Using three independent approaches, we probed the UBXD9 interactome in Dictyostelium discoideum and identified novel interaction partners, including glutamine synthetase type III as well as several actin-binding proteins, suggesting that UBXD9 may have a function in the organisation of the actin cytoskeleton. The experimental approaches used in this study further confirmed p97 (also known as valosin-containing protein, VCP) as an interaction partner of UBXD9. p97 is an abundant homohexameric AAA+ ATPase, which is highly conserved from D. discoideum to human.
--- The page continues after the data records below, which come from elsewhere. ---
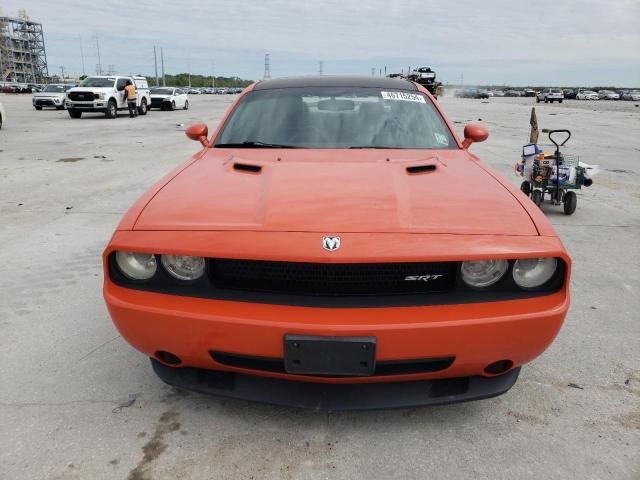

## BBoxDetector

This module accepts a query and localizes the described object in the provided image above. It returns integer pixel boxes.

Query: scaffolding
[0,11,49,84]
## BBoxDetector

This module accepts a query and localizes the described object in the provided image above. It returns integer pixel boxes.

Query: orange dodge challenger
[104,76,571,410]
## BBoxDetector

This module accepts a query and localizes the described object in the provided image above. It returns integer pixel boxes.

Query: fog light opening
[484,360,513,375]
[156,350,182,366]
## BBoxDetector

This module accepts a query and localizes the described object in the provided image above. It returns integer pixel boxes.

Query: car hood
[67,87,114,93]
[134,148,538,235]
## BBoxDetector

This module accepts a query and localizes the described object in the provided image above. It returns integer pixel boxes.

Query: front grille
[209,259,457,296]
[209,350,455,377]
[68,92,94,102]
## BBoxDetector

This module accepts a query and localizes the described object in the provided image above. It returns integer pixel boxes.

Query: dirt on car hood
[134,148,538,235]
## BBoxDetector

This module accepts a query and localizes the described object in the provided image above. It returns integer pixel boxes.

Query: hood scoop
[407,163,436,175]
[233,162,262,173]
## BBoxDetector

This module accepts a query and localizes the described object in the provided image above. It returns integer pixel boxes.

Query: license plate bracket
[284,335,376,376]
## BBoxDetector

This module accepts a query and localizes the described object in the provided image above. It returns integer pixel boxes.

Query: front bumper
[151,359,520,411]
[104,231,570,408]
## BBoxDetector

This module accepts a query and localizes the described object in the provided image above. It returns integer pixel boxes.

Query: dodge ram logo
[322,237,340,252]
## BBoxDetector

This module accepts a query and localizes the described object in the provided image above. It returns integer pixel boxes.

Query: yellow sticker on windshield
[380,92,427,103]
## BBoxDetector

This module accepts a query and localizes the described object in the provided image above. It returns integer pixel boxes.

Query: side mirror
[462,123,489,149]
[184,123,209,147]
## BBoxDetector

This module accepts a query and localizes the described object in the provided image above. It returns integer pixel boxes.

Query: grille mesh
[209,259,457,296]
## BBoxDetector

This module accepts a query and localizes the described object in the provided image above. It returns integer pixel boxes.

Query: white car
[31,83,75,110]
[598,90,620,100]
[536,88,564,103]
[149,87,189,110]
[65,75,151,118]
[622,90,640,102]
[576,90,600,100]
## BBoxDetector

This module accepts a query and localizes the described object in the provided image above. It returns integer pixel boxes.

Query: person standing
[124,80,138,118]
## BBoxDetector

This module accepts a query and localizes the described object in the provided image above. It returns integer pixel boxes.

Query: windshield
[215,87,458,149]
[79,77,116,87]
[43,85,66,93]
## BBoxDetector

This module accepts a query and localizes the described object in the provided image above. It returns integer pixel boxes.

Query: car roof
[254,75,418,91]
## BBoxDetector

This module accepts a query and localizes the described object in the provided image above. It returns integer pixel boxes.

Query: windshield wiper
[349,145,403,150]
[214,140,301,148]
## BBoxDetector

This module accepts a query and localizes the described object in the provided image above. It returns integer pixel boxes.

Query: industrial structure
[0,10,49,83]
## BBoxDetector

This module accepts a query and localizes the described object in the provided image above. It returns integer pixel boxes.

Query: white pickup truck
[536,88,564,103]
[65,75,151,118]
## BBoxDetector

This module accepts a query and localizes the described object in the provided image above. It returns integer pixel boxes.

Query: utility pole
[96,33,102,75]
[264,53,271,80]
[153,45,160,87]
[160,47,167,87]
[187,56,191,89]
[80,36,87,75]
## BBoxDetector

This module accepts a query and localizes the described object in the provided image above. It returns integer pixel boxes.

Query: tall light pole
[80,36,86,75]
[153,45,160,87]
[160,47,167,87]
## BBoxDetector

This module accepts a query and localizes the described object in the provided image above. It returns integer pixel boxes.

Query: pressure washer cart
[520,130,591,215]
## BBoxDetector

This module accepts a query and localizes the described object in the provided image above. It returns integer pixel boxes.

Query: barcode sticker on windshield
[380,92,427,103]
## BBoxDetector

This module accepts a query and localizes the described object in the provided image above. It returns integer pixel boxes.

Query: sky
[1,0,640,87]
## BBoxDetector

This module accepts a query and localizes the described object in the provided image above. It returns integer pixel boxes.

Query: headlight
[162,255,204,280]
[116,252,158,280]
[460,260,509,288]
[513,257,558,288]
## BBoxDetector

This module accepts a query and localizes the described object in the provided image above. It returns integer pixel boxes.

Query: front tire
[564,192,578,215]
[138,98,147,115]
[104,100,118,118]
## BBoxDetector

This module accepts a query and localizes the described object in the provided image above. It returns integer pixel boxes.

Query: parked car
[536,88,564,103]
[65,75,151,118]
[456,88,489,98]
[31,83,75,110]
[622,90,640,102]
[103,76,571,410]
[598,90,620,100]
[576,90,600,100]
[504,90,524,97]
[149,87,189,110]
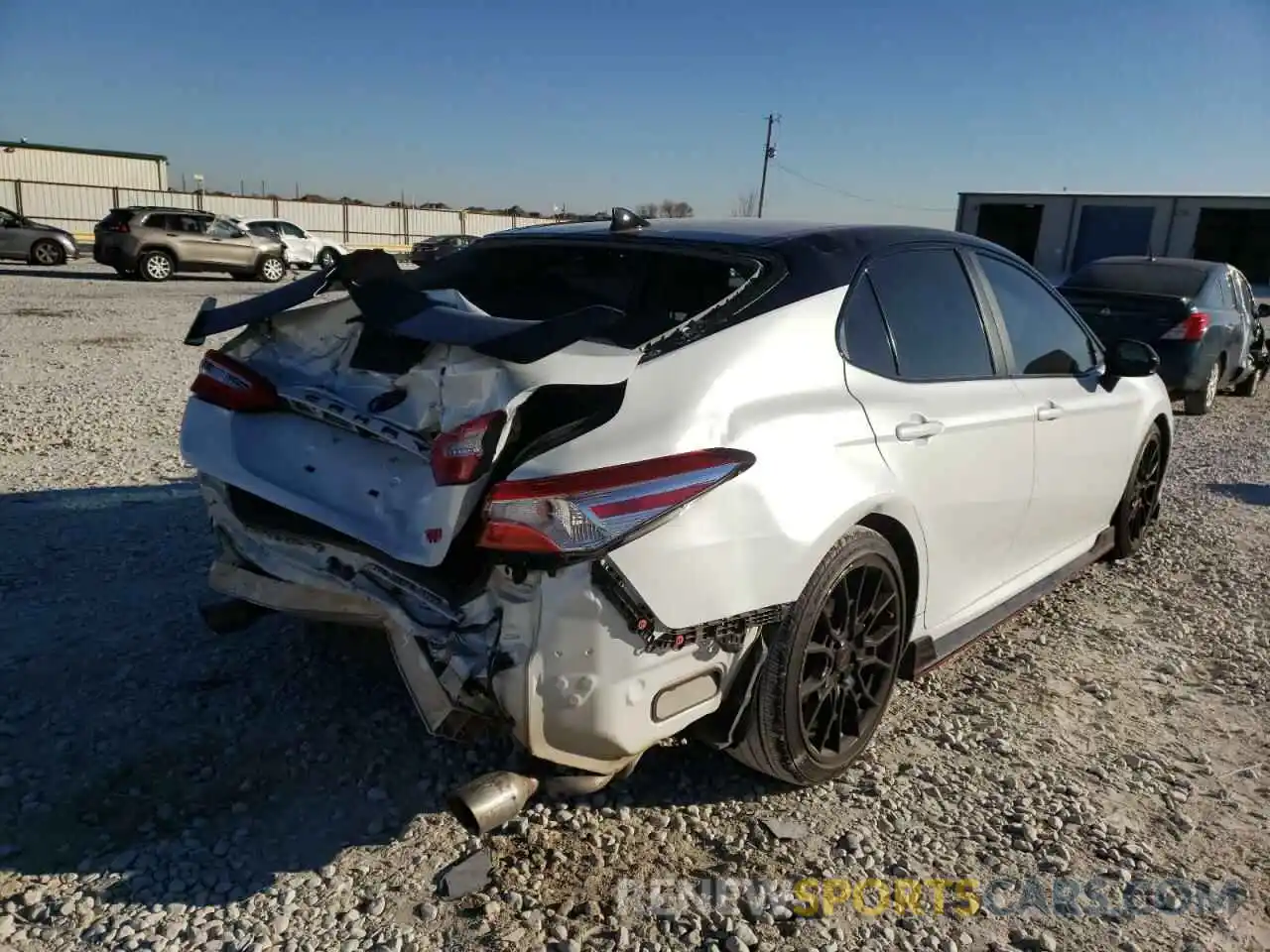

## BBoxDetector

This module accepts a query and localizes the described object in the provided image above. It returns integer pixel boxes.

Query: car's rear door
[0,208,29,255]
[972,251,1143,565]
[842,245,1034,630]
[199,219,258,271]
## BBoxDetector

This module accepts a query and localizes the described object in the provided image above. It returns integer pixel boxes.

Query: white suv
[235,218,348,271]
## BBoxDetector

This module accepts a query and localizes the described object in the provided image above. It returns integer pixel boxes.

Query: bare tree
[635,198,694,218]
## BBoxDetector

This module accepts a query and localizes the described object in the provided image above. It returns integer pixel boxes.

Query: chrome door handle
[895,416,944,443]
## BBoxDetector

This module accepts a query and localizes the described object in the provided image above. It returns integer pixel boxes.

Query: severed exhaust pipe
[448,771,539,837]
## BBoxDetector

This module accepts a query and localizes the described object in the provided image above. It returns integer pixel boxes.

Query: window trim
[966,248,1106,381]
[834,240,1010,386]
[835,271,904,382]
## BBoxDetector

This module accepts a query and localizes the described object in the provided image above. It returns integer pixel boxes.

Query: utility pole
[757,113,781,218]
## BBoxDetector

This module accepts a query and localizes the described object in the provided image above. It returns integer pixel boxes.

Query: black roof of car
[486,218,999,251]
[1084,255,1226,272]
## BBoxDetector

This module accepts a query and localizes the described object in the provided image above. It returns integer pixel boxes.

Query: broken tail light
[1160,311,1211,340]
[477,449,754,554]
[432,410,507,486]
[190,350,280,413]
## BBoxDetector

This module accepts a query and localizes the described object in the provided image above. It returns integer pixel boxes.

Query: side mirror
[1106,339,1160,377]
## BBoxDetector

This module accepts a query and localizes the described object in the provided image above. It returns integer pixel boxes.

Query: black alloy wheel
[799,556,902,763]
[727,526,909,785]
[1112,424,1165,558]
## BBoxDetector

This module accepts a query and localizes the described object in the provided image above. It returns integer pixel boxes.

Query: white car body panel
[181,223,1172,774]
[847,364,1034,637]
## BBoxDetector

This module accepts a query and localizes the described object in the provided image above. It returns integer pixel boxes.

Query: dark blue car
[1060,257,1270,414]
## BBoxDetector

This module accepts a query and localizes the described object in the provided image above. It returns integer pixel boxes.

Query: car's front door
[842,246,1033,634]
[974,251,1143,567]
[191,218,257,271]
[278,221,320,264]
[0,208,31,258]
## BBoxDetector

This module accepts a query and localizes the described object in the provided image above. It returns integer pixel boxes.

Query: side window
[1239,274,1257,317]
[207,218,239,239]
[842,274,899,377]
[978,255,1099,377]
[869,248,994,381]
[1216,272,1234,311]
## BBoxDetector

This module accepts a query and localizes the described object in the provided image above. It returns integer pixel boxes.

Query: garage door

Owing to its fundamental function in protein quality control pathways, where it catalyses the unfolding of proteins, p97 is implicated in almost every area of cell physiology, thus rendering it a pivotal factor of cellular protein homeostasis. Its regulation is subject to more than 30 cofactors with which p97 forms higher order complexes. The largest family of cofactors is the UBXD protein family, whose members all carry an Ubiquitin Regulatory X (UBX) domain that enables binding to p97. Here, we analysed one member of this family, the largely uncharacterised UBXD9 protein. Based on the domain structure of UBXD9, we expressed and purified a series of N- and C-terminal truncation constructs and characterised their interactions with p97. Pull-down assays revealed that the UBX domain (amino acids 384–466) is necessary and sufficient for a strong interaction with p97. An N terminal extension of the UBX domain, which folds into a β0 α-1 α0 lariat structure, is required for the dissociation of p97 hexamers. This dissociation is reflected in a strongly reduced ATPase activity of p97 upon addition of full length UBXD9 or UBXD9261–573 to p97 hexamers. Blue Native PAGE and structural model prediction suggest that hexamers of UBXD9 or UBXD9261–573 interact with p97 hexamers and disrupt the p97 subunit interactions via insertion of a helical lariat structure, presumably by destabilising the p97 D1:D1’ intermolecularc interface. In conclusion, we propose that UBXD9 influences p97 activity in vivo by shifting the equilibrium from hexamers to monomers.